The use of high-frequency sensors on profiling buoys to investigate physical, chemical, and biological processes in lakes is
increasing rapidly. Profiling buoys with automated winches and sensors that collect high-frequency chlorophyll fluorescence
(ChlF) profiles in 11 lakes in the Global Lake Ecological Observatory Network (GLEON) allowed the study of the vertical
and temporal distribution of ChlF, including the formation of subsurface chlorophyll maxima (SSCM). The effectiveness of 3
methods for sampling phytoplankton distributions in lakes, including (1) manual profiles, (2) single-depth buoys, and (3)

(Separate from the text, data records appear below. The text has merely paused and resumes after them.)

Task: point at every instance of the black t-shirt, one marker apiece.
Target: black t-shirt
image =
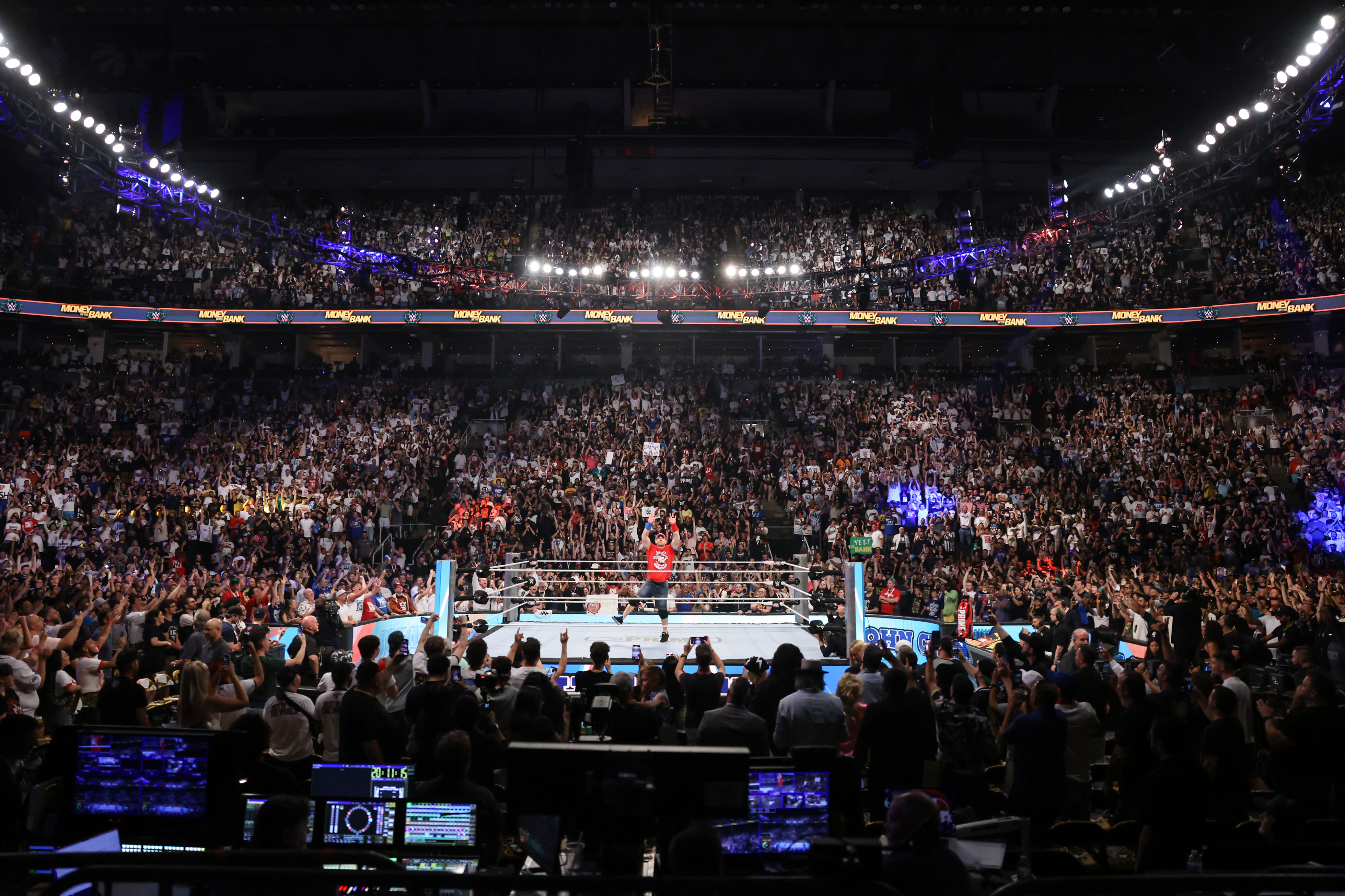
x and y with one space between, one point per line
1133 734
362 720
1307 771
1230 793
309 645
1185 617
585 679
634 724
151 657
1175 809
703 695
119 702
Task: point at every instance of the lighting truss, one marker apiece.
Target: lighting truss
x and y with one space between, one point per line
1230 158
33 121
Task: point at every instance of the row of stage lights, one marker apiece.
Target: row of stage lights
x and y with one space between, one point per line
1157 170
1282 77
770 272
656 272
1164 166
117 147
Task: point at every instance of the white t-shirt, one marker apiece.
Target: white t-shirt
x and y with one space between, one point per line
26 683
89 674
290 731
329 714
227 719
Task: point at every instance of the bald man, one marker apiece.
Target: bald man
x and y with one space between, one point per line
306 652
919 860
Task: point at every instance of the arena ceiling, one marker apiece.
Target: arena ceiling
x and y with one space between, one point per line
996 92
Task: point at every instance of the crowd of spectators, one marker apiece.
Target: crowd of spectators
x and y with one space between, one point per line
156 522
1234 247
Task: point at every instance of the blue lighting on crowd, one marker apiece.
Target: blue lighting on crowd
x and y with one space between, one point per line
1324 522
915 504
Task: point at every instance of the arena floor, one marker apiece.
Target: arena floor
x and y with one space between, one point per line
733 642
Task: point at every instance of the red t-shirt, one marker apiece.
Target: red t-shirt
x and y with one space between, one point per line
661 563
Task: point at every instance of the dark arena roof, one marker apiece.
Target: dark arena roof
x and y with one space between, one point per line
600 447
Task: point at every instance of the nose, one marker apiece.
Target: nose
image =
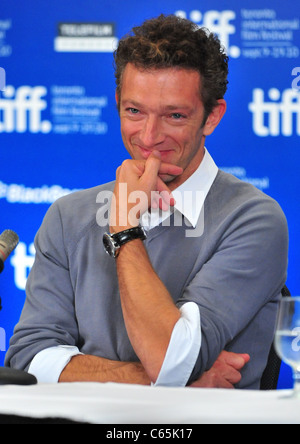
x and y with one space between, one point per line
151 133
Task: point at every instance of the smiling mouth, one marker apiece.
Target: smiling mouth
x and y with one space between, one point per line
146 153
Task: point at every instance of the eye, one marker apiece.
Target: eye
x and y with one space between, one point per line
132 110
177 116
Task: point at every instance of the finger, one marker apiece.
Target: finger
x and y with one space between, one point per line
238 361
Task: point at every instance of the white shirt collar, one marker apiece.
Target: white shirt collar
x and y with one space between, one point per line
189 196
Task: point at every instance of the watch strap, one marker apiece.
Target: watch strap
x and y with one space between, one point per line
125 236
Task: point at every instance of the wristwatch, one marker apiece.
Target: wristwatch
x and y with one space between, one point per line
113 242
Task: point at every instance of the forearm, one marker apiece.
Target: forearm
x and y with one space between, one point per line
88 368
149 311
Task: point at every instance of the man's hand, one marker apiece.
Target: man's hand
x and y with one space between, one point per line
138 186
225 372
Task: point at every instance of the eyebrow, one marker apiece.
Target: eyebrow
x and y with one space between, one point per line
167 107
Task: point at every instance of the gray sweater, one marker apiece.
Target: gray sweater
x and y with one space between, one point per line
234 272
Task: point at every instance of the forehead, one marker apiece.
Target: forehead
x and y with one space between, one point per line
160 85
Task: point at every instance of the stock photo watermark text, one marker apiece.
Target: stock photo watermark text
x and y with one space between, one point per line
2 79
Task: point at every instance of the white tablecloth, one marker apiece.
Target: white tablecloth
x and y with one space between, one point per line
132 404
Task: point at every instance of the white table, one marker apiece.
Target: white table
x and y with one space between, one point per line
132 404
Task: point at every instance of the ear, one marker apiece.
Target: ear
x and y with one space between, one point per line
215 117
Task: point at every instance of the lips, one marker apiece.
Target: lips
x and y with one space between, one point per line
146 153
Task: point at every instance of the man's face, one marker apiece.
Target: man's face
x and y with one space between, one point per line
162 110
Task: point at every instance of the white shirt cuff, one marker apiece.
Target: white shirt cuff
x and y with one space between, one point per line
48 364
183 350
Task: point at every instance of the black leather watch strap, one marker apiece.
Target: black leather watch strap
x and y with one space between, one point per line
128 235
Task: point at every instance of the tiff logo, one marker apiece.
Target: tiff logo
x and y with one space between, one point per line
21 110
22 263
218 22
2 339
296 81
278 114
2 79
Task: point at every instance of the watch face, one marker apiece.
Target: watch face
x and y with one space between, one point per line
110 245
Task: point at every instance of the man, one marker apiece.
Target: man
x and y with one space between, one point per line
198 258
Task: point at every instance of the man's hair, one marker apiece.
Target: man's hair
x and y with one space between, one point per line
173 42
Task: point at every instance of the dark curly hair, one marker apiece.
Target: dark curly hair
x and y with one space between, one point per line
170 41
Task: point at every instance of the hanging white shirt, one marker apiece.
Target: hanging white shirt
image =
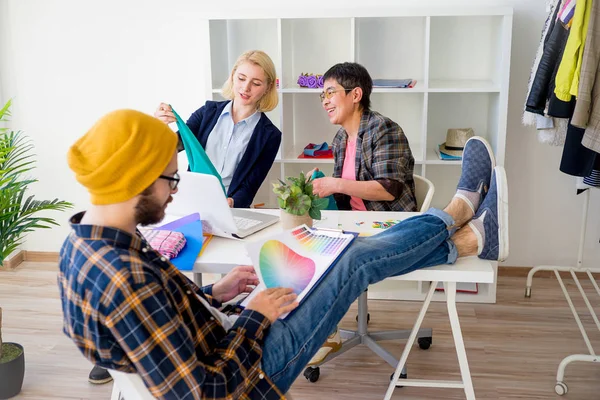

profiling buoys were assessed. High-frequency ChlF surface data and profiles were compared to predictions from the
Plankton Ecology Group (PEG) model. The depth-integrated ChlF dynamics measured by the profiling buoy data revealed a
greater complexity that neither conventional sampling nor the generalized PEG model captured. Conventional sampling
techniques would have missed SSCM in 7 of 11 study lakes. Although surface-only ChlF data underestimated average water
column ChlF, at times by nearly 2-fold in 4 of the lakes, overall there was a remarkable similarity between surface and mean
water column data. Contrary to the PEG model’s proposed negligible role for physical control of phytoplankton during the
growing season, thermal structure and light availability were closely associated with ChlF seasonal depth distribution. Thus,
an extension of the PEG model is proposed, with a new conceptual framework that explicitly includes physical metrics to
better predict SSCM formation in lakes and highlight when profiling buoys are especially informative.